The 1980s saw a deep dive into the desert’s past, with Dr. Thomas Van Devender using packrat middens to piece together the Sonoran Desert’s climate history. This wasn’t just academic curiosity—it was a new technique for understanding how ecosystems respond to change.
Starting in the 1970s, the Museum also participated in the Mexican Gray Wolf breeding program, producing a total of 26 pups, and helping to promote the survival of this keystone species. Today, the Museum continues to care for wolves that are part of the larger reintroduction program.

Pollinator Protectors and Habitat Champions
The 1990s brought Dr. Gary Nabhan’s Forgotten Pollinators Campaign, which raised the alarm about declining bees, bats, and butterflies in the Sonoran Desert—and their essential role in keeping both wild plants and our food supply thriving. This evolved into the Migratory Pollinators Program, tracking the epic journeys of bats, monarchs, hummingbirds, and doves along vital nectar corridors.
The Museum also made big discoveries: confirming the northern Sierra Madre Occidental as a global plant diversity hotspot, excavating a brand-new dinosaur species (Sonorasaurus, now Arizona’s state dinosaur), and breeding the rare San Esteban Island chuckwalla to ensure its survival.
Shaping the Landscape for the Future
In the 2000s, the Desert Museum helped establish the Ironwood Forest National Monument—129,000 acres of desert habitat—and Rancho Ecológico Monte Mojino, a private reserve in Mexico protecting the largest remaining tract of tropical dry forest in the country.
Not afraid to tackle tough environmental problems, the Desert Museum helped to found the Southern Arizona Buffelgrass Coordination Center, combating invasive plants that threaten to transform saguaro forests into fire-prone grasslands.

Science in Service of the Desert
Throughout its history, the Museum has blended field research with community action. Teams have worked with a variety of communities–from land managers in Mexico to community gardeners in Tucson, to provide or restore habitat for native wildlife, especially threatened or endangered species. They’ve documented biodiversity for new protected areas, removed invasive buffelgrass from places like Tumamoc Hill, and launched the Tucson Bee Collaborative to study and protect the region’s astonishing diversity of 700–800 native bee species.
The Desert Museum has also become a refuge for imperiled aquatic species like the Sonoyta mud turtle, Gila topminnow, and Mexican garter snake—breeding them successfully to assure the survival of these and other species.

The Vision for the Future
Unfortunately, conservation will be a forever need. The Museum’s Science Vision lays out four key focus areas for the coming decades:
- Saving Habitats – Coordinating invasive plant management, researching alternative treatment and management techniques, and creating strategies to keep desert landscapes healthy and fire-resistant.
- Protecting Pollinators – Studying and conserving native bees, using both field science and community involvement, from DNA barcoding to participating in platforms like iNaturalist.
- Resilient Food Systems – Preserving wild relatives of modern crops, expanding the use of native foods, and advising climate-resilient agriculture for the future.
- Saving Species – Working with agencies and tribes to conserve threatened plants and animals, both at the Museum and in the wild.

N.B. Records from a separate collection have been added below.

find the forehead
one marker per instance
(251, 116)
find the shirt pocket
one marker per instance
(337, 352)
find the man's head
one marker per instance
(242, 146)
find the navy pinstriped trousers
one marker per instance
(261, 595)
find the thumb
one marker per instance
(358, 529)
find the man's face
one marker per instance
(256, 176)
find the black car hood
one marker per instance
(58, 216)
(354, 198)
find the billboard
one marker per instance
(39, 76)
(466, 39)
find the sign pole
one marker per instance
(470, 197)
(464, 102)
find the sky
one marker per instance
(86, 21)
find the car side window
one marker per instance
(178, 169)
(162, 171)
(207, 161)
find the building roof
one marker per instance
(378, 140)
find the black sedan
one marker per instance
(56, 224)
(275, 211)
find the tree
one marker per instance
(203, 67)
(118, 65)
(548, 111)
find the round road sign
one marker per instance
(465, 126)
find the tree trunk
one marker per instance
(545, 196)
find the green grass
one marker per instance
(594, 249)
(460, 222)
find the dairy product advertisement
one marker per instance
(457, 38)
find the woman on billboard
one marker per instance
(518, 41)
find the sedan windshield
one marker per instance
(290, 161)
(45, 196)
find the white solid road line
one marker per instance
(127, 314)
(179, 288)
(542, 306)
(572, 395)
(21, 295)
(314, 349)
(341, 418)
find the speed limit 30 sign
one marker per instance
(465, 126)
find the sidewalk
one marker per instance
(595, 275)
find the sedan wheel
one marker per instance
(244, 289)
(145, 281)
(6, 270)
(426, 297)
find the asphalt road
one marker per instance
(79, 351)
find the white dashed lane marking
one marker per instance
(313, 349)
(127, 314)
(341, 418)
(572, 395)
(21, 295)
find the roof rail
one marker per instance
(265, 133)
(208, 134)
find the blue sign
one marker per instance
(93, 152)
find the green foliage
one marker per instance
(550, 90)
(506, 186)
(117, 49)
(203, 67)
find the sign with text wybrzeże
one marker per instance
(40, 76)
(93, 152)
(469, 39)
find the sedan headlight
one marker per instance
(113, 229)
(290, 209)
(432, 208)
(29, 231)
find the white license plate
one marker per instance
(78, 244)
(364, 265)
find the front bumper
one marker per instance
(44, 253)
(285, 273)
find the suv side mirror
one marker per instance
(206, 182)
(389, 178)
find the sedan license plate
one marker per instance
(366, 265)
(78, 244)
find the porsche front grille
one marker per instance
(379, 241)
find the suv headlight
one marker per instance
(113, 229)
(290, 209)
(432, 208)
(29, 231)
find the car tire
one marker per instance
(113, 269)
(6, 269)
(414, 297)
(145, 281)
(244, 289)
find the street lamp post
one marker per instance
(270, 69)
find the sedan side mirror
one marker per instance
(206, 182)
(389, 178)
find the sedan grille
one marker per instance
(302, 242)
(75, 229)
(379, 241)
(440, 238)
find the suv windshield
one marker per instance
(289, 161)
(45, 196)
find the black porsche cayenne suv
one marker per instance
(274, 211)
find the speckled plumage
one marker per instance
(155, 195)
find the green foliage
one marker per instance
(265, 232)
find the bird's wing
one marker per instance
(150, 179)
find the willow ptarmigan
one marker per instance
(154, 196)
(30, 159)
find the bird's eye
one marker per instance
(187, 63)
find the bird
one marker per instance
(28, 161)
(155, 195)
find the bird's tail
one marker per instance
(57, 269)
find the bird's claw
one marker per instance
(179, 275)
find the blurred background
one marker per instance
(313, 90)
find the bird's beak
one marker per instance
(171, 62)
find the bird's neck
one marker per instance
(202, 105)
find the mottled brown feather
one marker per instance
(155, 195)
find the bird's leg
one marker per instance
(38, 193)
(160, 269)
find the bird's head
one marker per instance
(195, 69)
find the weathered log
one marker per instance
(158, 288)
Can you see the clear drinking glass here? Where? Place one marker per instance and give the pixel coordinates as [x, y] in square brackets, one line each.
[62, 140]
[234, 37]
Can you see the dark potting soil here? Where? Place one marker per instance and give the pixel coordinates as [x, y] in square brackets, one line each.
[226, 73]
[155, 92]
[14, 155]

With over seven decades of work, the Desert Museum proves that conservation is not just about saving plants and animals—it’s about protecting the intricate web of relationships that sustain life, including our own. Whether it’s ensuring pollinators can find food along their migratory paths, protecting our desert communities from fire, or training the next generation of conservationists, the Museum is building resilience for both nature and people.